Молниеносный 3
Шрифт:
— Значит, выйдем к ним, — ответил Алексей II, его голос был спокойным, а взгляд сосредоточенным. Именно таким его должны были видеть приближенные — уверенным и готовым разобраться с любой проблемой.
Император вышел из оружейной, и его шаги эхом раздались в коридорах, где когда-то царила тишина. Он направлялся к тронному залу, куда стекались те, кто недоволен нынешней властью. Те, что поверили речам оппозиции и сейчас упивались безнаказанностью и разрушениями в его доме.
Когда двери Большого зала распахнулись, бунтовщики замерли.
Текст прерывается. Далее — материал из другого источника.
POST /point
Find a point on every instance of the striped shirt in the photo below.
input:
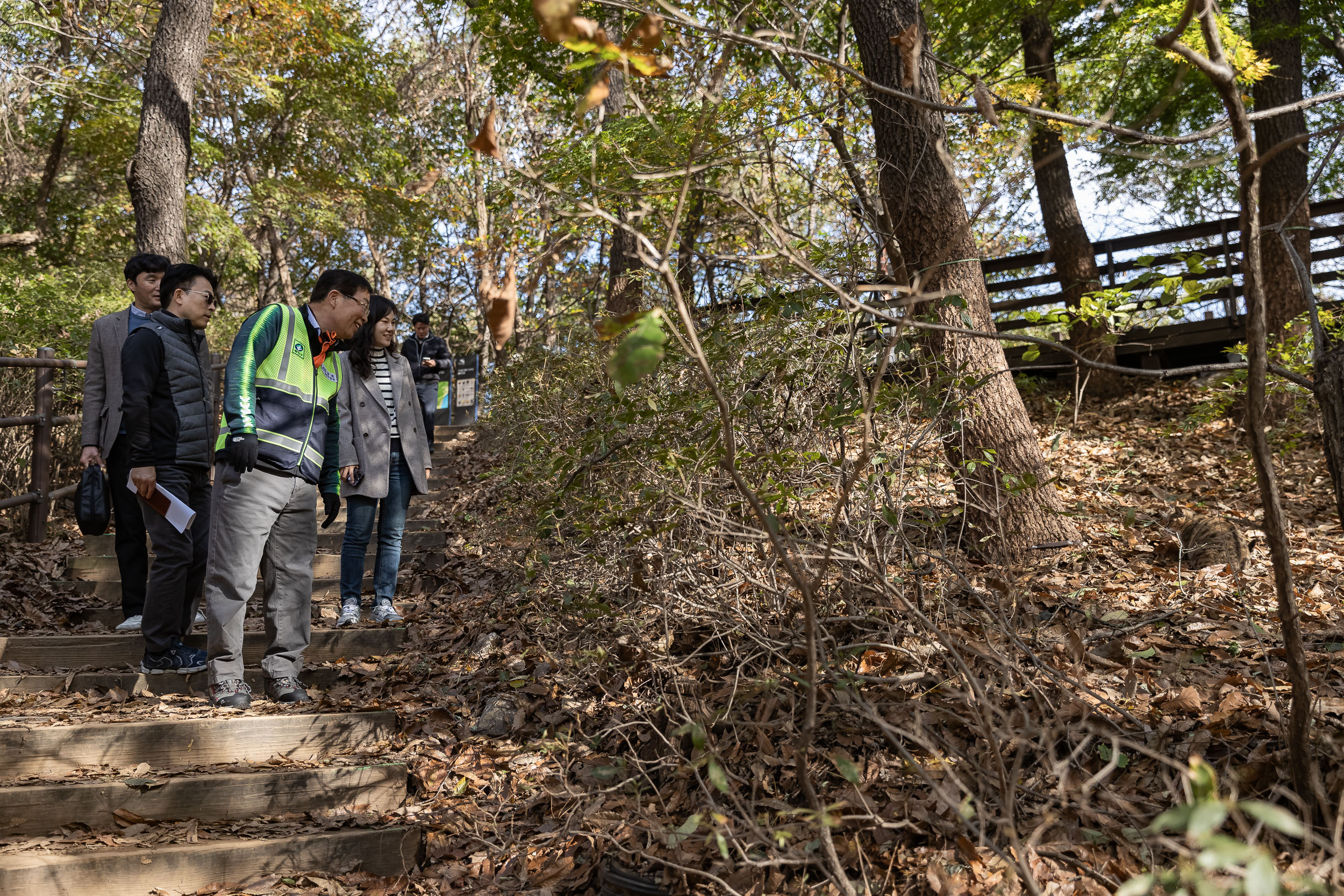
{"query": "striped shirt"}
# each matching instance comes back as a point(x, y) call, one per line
point(383, 374)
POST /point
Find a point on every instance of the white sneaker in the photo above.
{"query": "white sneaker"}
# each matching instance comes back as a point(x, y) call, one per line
point(385, 612)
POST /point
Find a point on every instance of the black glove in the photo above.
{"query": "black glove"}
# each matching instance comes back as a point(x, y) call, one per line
point(242, 451)
point(331, 504)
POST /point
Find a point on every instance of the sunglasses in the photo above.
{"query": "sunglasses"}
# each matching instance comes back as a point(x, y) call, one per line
point(210, 297)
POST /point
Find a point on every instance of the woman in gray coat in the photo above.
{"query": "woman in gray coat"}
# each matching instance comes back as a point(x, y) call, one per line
point(383, 458)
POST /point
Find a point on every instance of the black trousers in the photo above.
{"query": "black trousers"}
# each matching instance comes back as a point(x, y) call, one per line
point(428, 391)
point(178, 575)
point(132, 554)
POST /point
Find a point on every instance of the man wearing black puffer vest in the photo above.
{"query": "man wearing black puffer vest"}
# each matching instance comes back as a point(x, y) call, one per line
point(167, 406)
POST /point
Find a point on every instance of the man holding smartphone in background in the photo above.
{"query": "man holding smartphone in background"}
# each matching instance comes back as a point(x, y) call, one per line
point(431, 363)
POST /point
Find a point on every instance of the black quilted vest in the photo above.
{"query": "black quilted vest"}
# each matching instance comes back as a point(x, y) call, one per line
point(190, 383)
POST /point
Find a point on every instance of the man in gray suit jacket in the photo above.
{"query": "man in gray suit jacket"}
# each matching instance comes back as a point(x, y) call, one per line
point(104, 437)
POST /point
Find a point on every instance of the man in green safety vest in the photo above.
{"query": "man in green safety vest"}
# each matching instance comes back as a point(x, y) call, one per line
point(277, 448)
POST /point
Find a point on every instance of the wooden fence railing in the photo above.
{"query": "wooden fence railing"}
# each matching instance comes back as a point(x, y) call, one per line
point(1105, 252)
point(39, 497)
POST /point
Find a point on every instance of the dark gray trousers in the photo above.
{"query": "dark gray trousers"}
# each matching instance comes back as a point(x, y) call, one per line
point(178, 570)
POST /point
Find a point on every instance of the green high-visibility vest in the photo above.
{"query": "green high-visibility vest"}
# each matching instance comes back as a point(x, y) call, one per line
point(287, 401)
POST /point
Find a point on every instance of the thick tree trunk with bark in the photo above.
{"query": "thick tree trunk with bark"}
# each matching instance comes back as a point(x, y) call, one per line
point(931, 224)
point(1275, 34)
point(1329, 396)
point(624, 291)
point(158, 174)
point(281, 286)
point(1070, 249)
point(691, 229)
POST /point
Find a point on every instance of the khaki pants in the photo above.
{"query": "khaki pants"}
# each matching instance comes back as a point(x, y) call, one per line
point(269, 523)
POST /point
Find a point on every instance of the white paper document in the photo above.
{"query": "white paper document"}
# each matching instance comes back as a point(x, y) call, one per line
point(168, 505)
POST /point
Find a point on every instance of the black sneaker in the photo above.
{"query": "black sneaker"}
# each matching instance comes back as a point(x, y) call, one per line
point(179, 658)
point(287, 690)
point(195, 655)
point(230, 693)
point(348, 614)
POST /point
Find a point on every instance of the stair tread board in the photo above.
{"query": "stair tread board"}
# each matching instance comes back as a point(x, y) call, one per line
point(203, 741)
point(138, 683)
point(115, 650)
point(190, 867)
point(39, 809)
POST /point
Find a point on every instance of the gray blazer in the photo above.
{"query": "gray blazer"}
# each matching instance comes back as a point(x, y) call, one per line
point(366, 429)
point(101, 420)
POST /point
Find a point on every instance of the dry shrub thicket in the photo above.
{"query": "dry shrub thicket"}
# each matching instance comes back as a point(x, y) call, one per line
point(964, 734)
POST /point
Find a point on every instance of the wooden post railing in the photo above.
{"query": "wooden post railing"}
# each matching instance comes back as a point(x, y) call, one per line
point(44, 401)
point(41, 497)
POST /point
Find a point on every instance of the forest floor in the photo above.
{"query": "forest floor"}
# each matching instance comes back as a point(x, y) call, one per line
point(501, 690)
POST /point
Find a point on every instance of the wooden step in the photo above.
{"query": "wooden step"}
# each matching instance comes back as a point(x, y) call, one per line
point(421, 535)
point(111, 591)
point(190, 867)
point(57, 750)
point(111, 615)
point(138, 683)
point(116, 650)
point(41, 809)
point(326, 566)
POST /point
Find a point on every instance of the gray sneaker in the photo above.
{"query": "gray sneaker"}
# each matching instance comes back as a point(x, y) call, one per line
point(385, 612)
point(348, 614)
point(287, 690)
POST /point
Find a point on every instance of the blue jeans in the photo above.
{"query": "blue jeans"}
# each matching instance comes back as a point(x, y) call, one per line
point(359, 527)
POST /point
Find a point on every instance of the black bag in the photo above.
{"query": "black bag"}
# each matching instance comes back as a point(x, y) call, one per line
point(93, 504)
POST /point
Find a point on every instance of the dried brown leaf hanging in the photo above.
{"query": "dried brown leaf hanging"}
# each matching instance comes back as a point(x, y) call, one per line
point(646, 35)
point(502, 305)
point(485, 141)
point(596, 95)
point(555, 18)
point(912, 47)
point(984, 103)
point(424, 184)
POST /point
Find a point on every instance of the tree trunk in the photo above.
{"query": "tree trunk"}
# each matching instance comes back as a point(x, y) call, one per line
point(624, 291)
point(1329, 394)
point(1070, 249)
point(932, 226)
point(281, 280)
point(549, 291)
point(49, 174)
point(381, 280)
point(423, 283)
point(691, 227)
point(1275, 34)
point(158, 174)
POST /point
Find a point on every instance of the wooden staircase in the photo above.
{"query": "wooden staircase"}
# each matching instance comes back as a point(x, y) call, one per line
point(198, 765)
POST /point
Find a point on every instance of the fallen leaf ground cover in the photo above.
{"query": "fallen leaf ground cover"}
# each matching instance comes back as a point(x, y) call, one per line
point(565, 704)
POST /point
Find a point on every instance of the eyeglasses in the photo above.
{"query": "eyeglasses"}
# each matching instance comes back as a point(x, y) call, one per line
point(364, 305)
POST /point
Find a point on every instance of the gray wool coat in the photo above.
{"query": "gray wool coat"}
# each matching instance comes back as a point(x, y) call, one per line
point(366, 429)
point(101, 420)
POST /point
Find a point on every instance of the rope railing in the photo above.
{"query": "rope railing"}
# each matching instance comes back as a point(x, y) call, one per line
point(39, 497)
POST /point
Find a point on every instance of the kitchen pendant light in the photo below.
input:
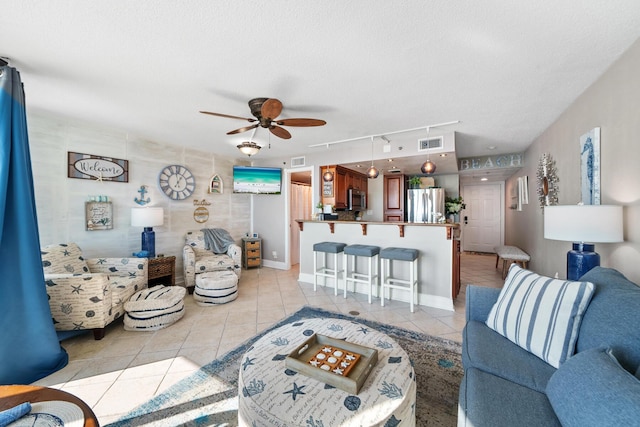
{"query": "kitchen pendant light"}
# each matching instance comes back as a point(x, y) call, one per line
point(327, 176)
point(372, 172)
point(428, 167)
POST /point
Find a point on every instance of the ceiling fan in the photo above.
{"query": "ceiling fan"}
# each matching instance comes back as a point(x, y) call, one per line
point(266, 111)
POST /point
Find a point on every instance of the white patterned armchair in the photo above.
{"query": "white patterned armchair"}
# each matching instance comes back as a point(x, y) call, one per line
point(197, 259)
point(89, 294)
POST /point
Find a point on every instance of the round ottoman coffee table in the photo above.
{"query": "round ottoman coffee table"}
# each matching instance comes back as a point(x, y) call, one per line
point(215, 287)
point(272, 395)
point(154, 308)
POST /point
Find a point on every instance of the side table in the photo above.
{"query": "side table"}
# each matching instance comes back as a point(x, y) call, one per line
point(162, 271)
point(251, 252)
point(12, 395)
point(271, 395)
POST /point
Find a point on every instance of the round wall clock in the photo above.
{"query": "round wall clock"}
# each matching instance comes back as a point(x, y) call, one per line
point(547, 181)
point(176, 182)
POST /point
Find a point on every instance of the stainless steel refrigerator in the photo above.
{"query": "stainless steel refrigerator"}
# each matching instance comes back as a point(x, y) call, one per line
point(425, 205)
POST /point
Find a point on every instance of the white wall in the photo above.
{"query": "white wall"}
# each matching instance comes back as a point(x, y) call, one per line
point(60, 200)
point(613, 104)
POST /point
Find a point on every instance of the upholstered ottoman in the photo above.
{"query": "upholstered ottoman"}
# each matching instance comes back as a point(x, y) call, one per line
point(154, 308)
point(216, 287)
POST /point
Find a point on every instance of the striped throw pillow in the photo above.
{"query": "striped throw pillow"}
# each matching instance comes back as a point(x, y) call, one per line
point(540, 314)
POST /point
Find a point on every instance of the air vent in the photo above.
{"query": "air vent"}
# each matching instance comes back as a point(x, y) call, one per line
point(297, 162)
point(430, 143)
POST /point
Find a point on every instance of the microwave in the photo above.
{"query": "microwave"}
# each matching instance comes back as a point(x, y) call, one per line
point(356, 200)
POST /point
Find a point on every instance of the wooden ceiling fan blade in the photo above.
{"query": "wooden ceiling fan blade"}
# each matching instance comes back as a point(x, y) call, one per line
point(271, 108)
point(228, 116)
point(280, 132)
point(244, 129)
point(301, 122)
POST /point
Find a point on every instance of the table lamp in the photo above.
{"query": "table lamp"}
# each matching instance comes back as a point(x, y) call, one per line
point(580, 224)
point(147, 218)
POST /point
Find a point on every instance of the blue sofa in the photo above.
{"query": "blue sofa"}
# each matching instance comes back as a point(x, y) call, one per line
point(505, 385)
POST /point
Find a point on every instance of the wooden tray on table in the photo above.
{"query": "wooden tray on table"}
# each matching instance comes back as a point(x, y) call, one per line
point(346, 365)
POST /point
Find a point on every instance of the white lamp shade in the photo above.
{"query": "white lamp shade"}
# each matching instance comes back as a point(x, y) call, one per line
point(583, 223)
point(147, 217)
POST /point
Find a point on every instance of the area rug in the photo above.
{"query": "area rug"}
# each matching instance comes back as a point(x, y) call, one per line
point(209, 396)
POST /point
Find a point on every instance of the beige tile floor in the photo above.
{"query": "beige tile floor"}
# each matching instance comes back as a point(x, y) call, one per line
point(125, 369)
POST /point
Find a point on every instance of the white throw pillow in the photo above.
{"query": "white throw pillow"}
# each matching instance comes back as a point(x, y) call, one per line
point(540, 314)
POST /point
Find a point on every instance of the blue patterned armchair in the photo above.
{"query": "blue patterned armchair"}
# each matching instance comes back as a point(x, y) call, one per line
point(197, 259)
point(89, 294)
Перед ними стоял не испуганный старик, как они ожидали, а воин. Император
— Я здесь, — произнёс Алексей II. — Что вы хотите от своего императора?
Словно по команде по рядам бунтовщиков прокатилась волна ненависти. В щиты гвардейцев полетели топоры и камни, а следом раздался первый выстрел.
Император успел окружить себя магическим барьером, который оказался настолько мощным, что отсёк руку напавшего на него мужчины в деловом костюме. Кровь брызнула на мраморный пол, и разгорелся бой.
Гвардейцы отражали атаки, их щиты сливались в единое целое, создавая неприступную стену. Император легко двигался между ними, его меч свистел в воздухе, разрубая оружие бунтовщиков, а иногда и части их тел.
Оставшиеся верными своему государю аристократы обменивались магическими атаками с нападавшими одарёнными. В воздухе витали магия, дым от огненных шаров и морозная дымка от ледяных щитов. Пламя огненной стены взметнулось вверх, отрезая часть толпы от императора и поджигая одежду бунтовщиков.
С другой стороны от Алексея II расходились веером ледяные иглы, впиваясь в толпу. Ледяные шипы оставляли за собой следы замёрзших тел и скользкую дорожку из застывшей крови.
Но император пока не использовал свою силу. Он бился как простой воин — меч в руке, щит на перевязи. Его движения были точными и уверенными, каждый удар был продуман, каждое уклонение — инстинктивным.
Меньше всего Алексею II хотелось убивать своих подданных, но меч то и дело соскальзывал и обрубал не только руки с оружием, но и головы. Вокруг него раздавались крики, звуки металла о металл и глухие удары. Гвардейцы сражались рядом, отражая удары и защищая своего повелителя.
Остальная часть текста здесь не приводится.